Una svolta per gli automobilisti di Buenos Aires
Il capo del governo della Città Autonoma di Buenos Aires, Jorge Macri, ha ufficialmente decretato la fine del monopolio sulla Verificación Técnica Vehicular (VTV) nel distretto. L'annuncio è stato dato tramite il suo account ufficiale sul social network X alle 10:38 di giovedì 20 agosto 2026.
Fino ad oggi, il servizio di controllo tecnico obbligatorio era gestito da un unico concessionario, causando lunghe attese e costi fissi per i conducenti. Con la nuova misura, qualsiasi officina meccanica o concessionaria potrà iscriversi presso il governo cittadino per diventare centro di verifica abilitato.
Cos'è la VTV?
La VTV è un controllo obbligatorio che valuta le condizioni di sicurezza e le emissioni inquinanti dei veicoli. In Argentina è richiesta periodicamente per poter circolare legalmente. Nella città di Buenos Aires era gestita in regime di monopolio, con un'unica azienda autorizzata a svolgere le verifiche.
Cosa cambia concretamente?
Da oggi, officine e concessionarie potranno richiedere l'abilitazione per effettuare la VTV. L'obiettivo è aumentare l'offerta di posti disponibili, ridurre i tempi di attesa e favorire una maggiore concorrenza sui prezzi, a beneficio degli automobilisti.
Reazioni e prospettive
La notizia è stata accolta con favore da molti conducenti, che da tempo lamentavano la carenza di turni e i costi elevati.

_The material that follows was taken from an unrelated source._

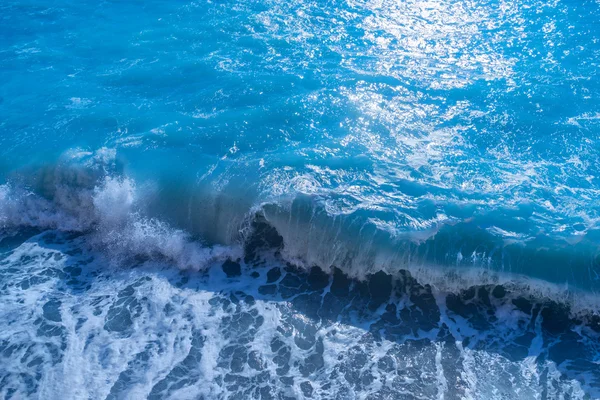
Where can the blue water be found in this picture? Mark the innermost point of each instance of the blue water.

Ora la sfida sarà l'implementazione: il governo dovrà regolamentare le abilitazioni per garantire standard qualitativi elevati e sicurezza nei controlli.
Gli esperti del settore ritengono che questa apertura possa portare a una riduzione dei prezzi fino al 30%, ma molto dipenderà dalla domanda e dalla regolamentazione finale. Nel frattempo, gli automobilisti potranno scegliere tra più opzioni e programmare la verifica con maggiore flessibilità.
Per chi guida a Buenos Aires, questo cambiamento rappresenta un passo avanti verso un servizio più efficiente e accessibile. La raccomandazione è di informarsi presso i canali ufficiali per conoscere i nuovi centri autorizzati e i requisiti richiesti.